И вот он - снова на койке, в военном эшелоне. Вчера - бой, завтра бой. Теперь ясно: к прошлому возврата нет. Стыдно ему было и вспоминать, как он год тому назад суетился, устраивая квартирку на Каменноостровском, - приобрел кровать красного дерева, чтобы Даша на ней родила мертвого младенца.
Даша первая ударилась о дно водоворота. "Попрыгунчики", наскочившие на нее у Летнего сада, дыбом вставшие волосики у мертвого ребенка, голод, темнота, декреты, где каждое слово дышало гневом и ненавистью, - вот какой предстала ей революция. По ночам революция свистела над крышами, кидала снегом в замерзшие окна, - чужая!– кричала она Даше вьюжными голосами. Когда серенькая петербургская весна подула серым ветром, закапали крыши и с грохотом по дырявым трубам полетели вниз ледяные сосульки, Даша сказала Ивану Ильичу (он пришел домой оживленный, в пальто нараспашку, и особенно блестящими глазами поглядел на Дашу, - она вся поджалась, завернулась в платок до подбородка):
– Как бы я хотела, Иван, - сказала она, - разбить себе голову, все забыть навсегда... Тогда бы еще могла быть тебе подругой... А так, ложиться в страшную постель, снова начинать проклятый день, - пойми же ты: не могу, не могу жить. Не думай, мне не нужно никакого изобилия, - ничего, ничего... Но только жить - полным дыханием... А крохи мне не нужны... Разлюбила... Прости...
Сказала и отвернулась.
Даша всегда была сурова в чувствах. Теперь она стала жестока. Иван Ильич спросил ее:
– Быть может, нам лучше на некоторое время расстаться, Даша?..
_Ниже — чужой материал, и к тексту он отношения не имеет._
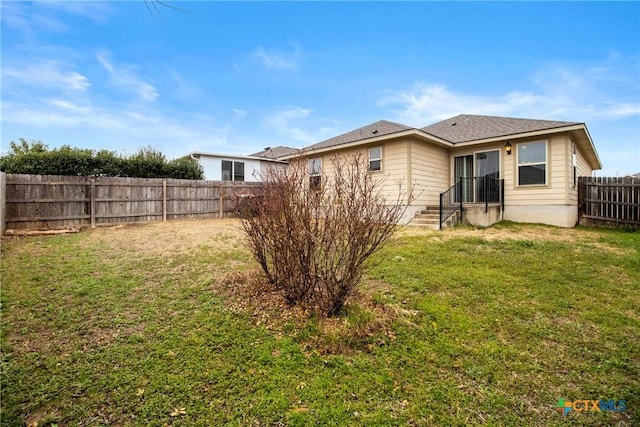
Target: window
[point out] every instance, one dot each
(575, 165)
(375, 159)
(232, 171)
(532, 163)
(238, 171)
(315, 172)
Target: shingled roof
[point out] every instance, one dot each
(275, 153)
(467, 127)
(379, 128)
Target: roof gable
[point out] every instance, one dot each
(377, 129)
(465, 127)
(275, 152)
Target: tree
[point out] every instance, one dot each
(35, 157)
(312, 241)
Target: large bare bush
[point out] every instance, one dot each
(312, 239)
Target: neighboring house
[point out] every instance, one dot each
(494, 167)
(225, 167)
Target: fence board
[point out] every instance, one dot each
(609, 201)
(43, 202)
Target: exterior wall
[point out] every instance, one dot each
(554, 192)
(583, 169)
(413, 164)
(213, 168)
(554, 203)
(429, 172)
(394, 166)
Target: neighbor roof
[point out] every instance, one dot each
(275, 152)
(465, 127)
(379, 128)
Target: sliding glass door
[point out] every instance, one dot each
(470, 169)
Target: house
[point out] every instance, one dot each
(480, 169)
(225, 167)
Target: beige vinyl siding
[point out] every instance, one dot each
(394, 162)
(583, 169)
(554, 191)
(429, 172)
(394, 169)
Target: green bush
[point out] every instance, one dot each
(35, 158)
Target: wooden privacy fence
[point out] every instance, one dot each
(612, 201)
(45, 202)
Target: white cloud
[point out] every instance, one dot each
(278, 60)
(238, 114)
(124, 77)
(47, 74)
(557, 92)
(293, 122)
(282, 122)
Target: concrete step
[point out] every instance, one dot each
(427, 226)
(425, 221)
(433, 216)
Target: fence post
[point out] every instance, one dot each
(3, 203)
(93, 202)
(164, 200)
(221, 202)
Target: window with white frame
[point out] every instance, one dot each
(232, 171)
(315, 172)
(575, 165)
(375, 159)
(532, 163)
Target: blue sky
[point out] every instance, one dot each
(235, 77)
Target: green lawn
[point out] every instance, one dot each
(156, 325)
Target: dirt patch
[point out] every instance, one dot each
(523, 232)
(363, 325)
(160, 238)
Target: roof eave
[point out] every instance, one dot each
(382, 138)
(587, 142)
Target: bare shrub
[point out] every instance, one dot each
(312, 238)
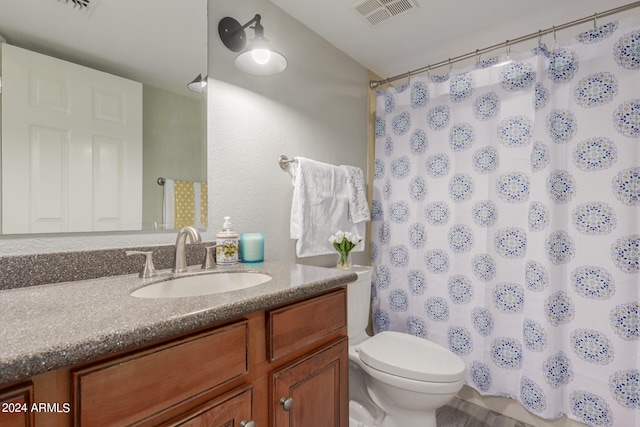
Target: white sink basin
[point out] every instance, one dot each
(204, 284)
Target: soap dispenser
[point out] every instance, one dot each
(227, 242)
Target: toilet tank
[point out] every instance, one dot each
(359, 301)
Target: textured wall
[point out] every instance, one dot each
(316, 108)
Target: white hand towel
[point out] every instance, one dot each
(320, 207)
(358, 205)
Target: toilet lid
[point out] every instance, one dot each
(411, 357)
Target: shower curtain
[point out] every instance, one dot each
(506, 223)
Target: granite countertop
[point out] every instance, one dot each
(52, 326)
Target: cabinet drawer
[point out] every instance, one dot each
(131, 388)
(296, 326)
(231, 409)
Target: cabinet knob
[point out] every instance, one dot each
(287, 404)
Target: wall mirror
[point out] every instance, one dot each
(162, 45)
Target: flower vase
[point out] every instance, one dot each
(344, 260)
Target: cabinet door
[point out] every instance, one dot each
(230, 410)
(313, 392)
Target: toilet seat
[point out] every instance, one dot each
(411, 357)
И тогда в первый раз за всю зиму увидел, как радостно взлетели ее брови, странной надеждой блеснули глаза, жалобно задрожало ее худенькое лицо...
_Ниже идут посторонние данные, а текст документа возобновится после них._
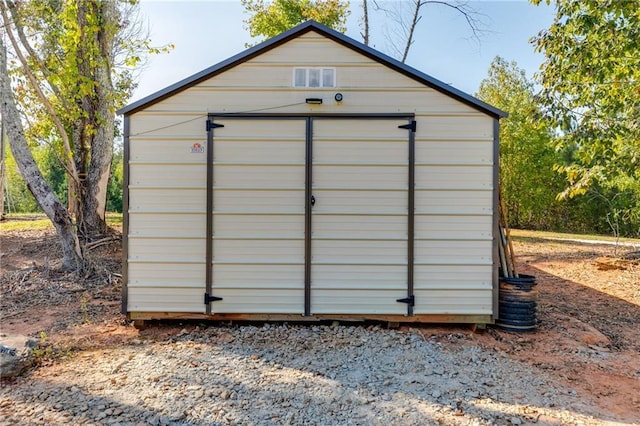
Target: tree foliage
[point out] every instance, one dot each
(269, 19)
(404, 17)
(591, 88)
(70, 75)
(528, 183)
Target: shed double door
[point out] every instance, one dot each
(309, 215)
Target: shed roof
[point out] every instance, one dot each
(331, 34)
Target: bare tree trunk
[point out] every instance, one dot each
(53, 208)
(412, 29)
(96, 131)
(365, 22)
(2, 172)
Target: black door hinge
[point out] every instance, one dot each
(211, 125)
(410, 126)
(208, 299)
(410, 300)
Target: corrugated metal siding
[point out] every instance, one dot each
(359, 182)
(453, 198)
(167, 195)
(258, 216)
(454, 214)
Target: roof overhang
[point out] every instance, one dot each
(336, 36)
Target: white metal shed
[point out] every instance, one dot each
(311, 177)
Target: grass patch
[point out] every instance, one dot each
(25, 222)
(114, 219)
(39, 221)
(523, 233)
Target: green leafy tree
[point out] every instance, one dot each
(269, 19)
(62, 89)
(591, 88)
(528, 183)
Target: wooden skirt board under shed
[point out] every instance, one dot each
(310, 215)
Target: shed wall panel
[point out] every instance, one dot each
(258, 220)
(166, 299)
(454, 301)
(166, 274)
(261, 163)
(171, 224)
(172, 200)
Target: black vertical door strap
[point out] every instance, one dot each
(410, 299)
(208, 298)
(308, 205)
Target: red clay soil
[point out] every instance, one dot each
(589, 318)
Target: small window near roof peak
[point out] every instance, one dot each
(314, 77)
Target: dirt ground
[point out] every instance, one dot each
(588, 312)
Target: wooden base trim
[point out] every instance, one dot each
(422, 318)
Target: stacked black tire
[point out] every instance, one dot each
(518, 304)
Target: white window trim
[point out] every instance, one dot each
(306, 82)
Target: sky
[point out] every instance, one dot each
(206, 32)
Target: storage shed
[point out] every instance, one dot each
(311, 177)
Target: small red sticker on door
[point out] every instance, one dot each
(197, 148)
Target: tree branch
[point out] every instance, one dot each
(43, 98)
(32, 53)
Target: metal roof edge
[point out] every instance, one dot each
(330, 33)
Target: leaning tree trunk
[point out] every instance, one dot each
(95, 131)
(42, 192)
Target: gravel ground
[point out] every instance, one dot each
(288, 374)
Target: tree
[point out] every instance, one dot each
(269, 19)
(591, 88)
(75, 62)
(70, 73)
(528, 183)
(54, 209)
(404, 18)
(68, 81)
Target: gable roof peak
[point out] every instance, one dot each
(332, 34)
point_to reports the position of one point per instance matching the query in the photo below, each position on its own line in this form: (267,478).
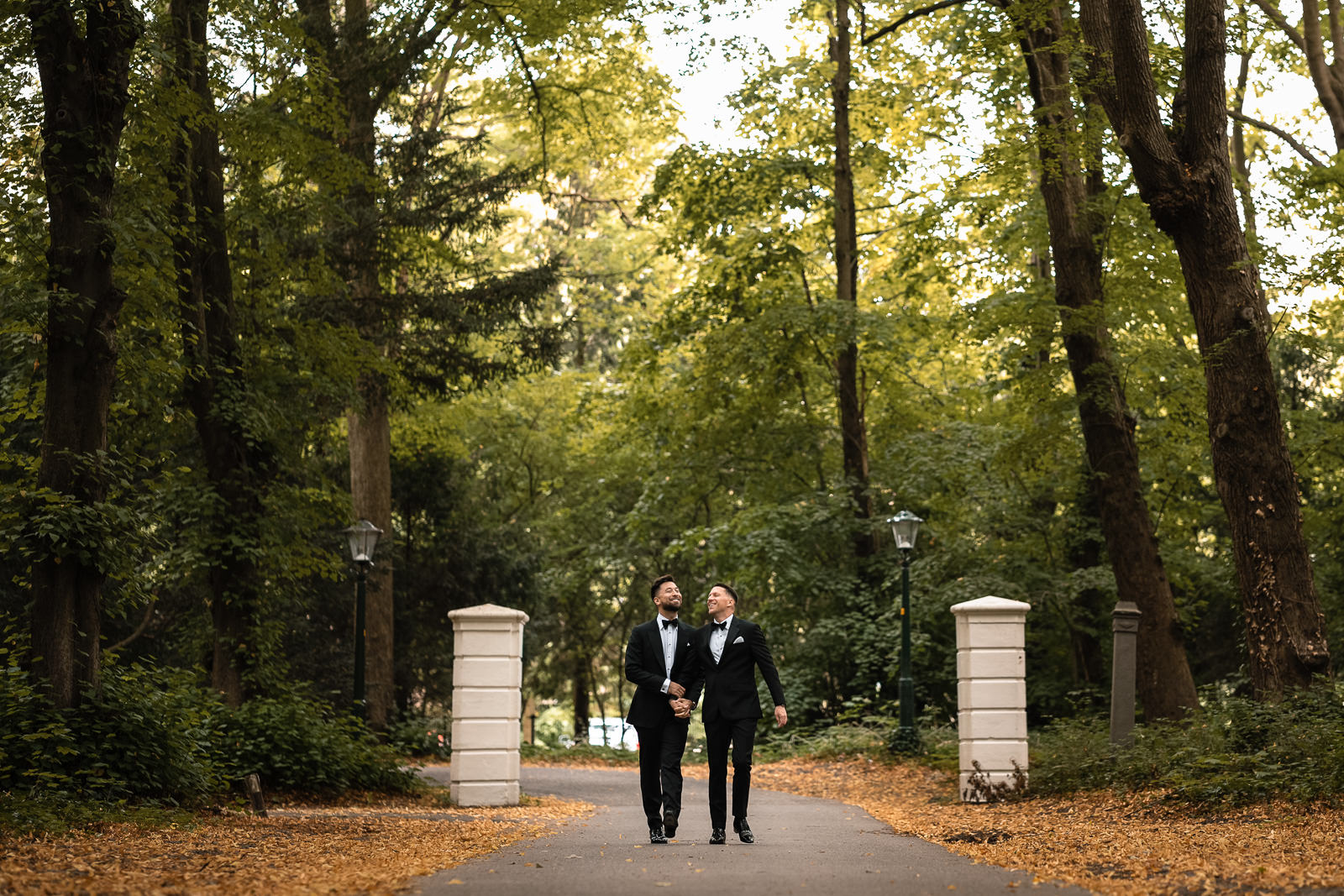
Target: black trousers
(660,768)
(718,734)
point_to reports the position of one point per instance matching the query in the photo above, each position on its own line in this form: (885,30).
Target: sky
(705,83)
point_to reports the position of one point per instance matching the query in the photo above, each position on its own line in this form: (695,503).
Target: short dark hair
(659,584)
(726,587)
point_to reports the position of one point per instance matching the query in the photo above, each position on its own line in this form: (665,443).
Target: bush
(1233,752)
(581,754)
(423,735)
(867,736)
(300,745)
(145,735)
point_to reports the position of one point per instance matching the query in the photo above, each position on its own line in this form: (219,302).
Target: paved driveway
(804,846)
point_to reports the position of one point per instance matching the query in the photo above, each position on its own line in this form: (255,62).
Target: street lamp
(905,528)
(363,539)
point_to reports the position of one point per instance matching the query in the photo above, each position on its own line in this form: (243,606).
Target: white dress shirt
(669,634)
(719,638)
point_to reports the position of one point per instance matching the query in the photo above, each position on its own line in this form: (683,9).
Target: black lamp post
(363,539)
(905,527)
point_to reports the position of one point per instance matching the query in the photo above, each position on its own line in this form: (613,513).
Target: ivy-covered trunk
(215,382)
(853,436)
(85,76)
(1184,176)
(1166,685)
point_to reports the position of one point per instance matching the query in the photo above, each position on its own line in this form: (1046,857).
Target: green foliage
(423,736)
(1233,752)
(864,738)
(581,754)
(145,735)
(297,743)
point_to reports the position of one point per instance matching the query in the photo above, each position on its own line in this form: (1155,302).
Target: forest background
(450,268)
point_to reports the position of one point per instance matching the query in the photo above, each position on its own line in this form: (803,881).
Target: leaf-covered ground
(302,849)
(1133,844)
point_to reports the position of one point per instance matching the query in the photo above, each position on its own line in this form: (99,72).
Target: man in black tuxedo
(659,663)
(729,651)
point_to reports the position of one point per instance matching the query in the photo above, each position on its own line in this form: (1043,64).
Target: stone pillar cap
(488,611)
(991,605)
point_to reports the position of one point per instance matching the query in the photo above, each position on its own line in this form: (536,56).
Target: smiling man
(659,661)
(729,651)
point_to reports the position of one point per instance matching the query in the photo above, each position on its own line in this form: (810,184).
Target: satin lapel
(734,631)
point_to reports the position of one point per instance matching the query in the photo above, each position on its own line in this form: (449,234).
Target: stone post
(1124,671)
(991,696)
(487,705)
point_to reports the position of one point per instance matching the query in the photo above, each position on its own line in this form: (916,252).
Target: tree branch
(531,83)
(140,629)
(914,13)
(1278,132)
(585,197)
(1281,20)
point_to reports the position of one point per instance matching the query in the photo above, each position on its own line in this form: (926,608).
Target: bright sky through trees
(706,74)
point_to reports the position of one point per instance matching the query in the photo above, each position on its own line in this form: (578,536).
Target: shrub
(144,735)
(423,735)
(297,743)
(1231,752)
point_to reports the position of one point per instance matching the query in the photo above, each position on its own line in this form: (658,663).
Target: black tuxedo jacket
(645,671)
(730,684)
– Мне кажется, - нам лучше расстаться, Иван.
Тогда же он начал решительно хлопотать через Рублева о зачислении своем в Красную Армию и в конце марта уехал с эшелоном на юг. Даша провожала его на перроне Октябрьского вокзала и, - когда окно вагона поплыло, - горько заплакала, опустив вязаную шаль на лицо.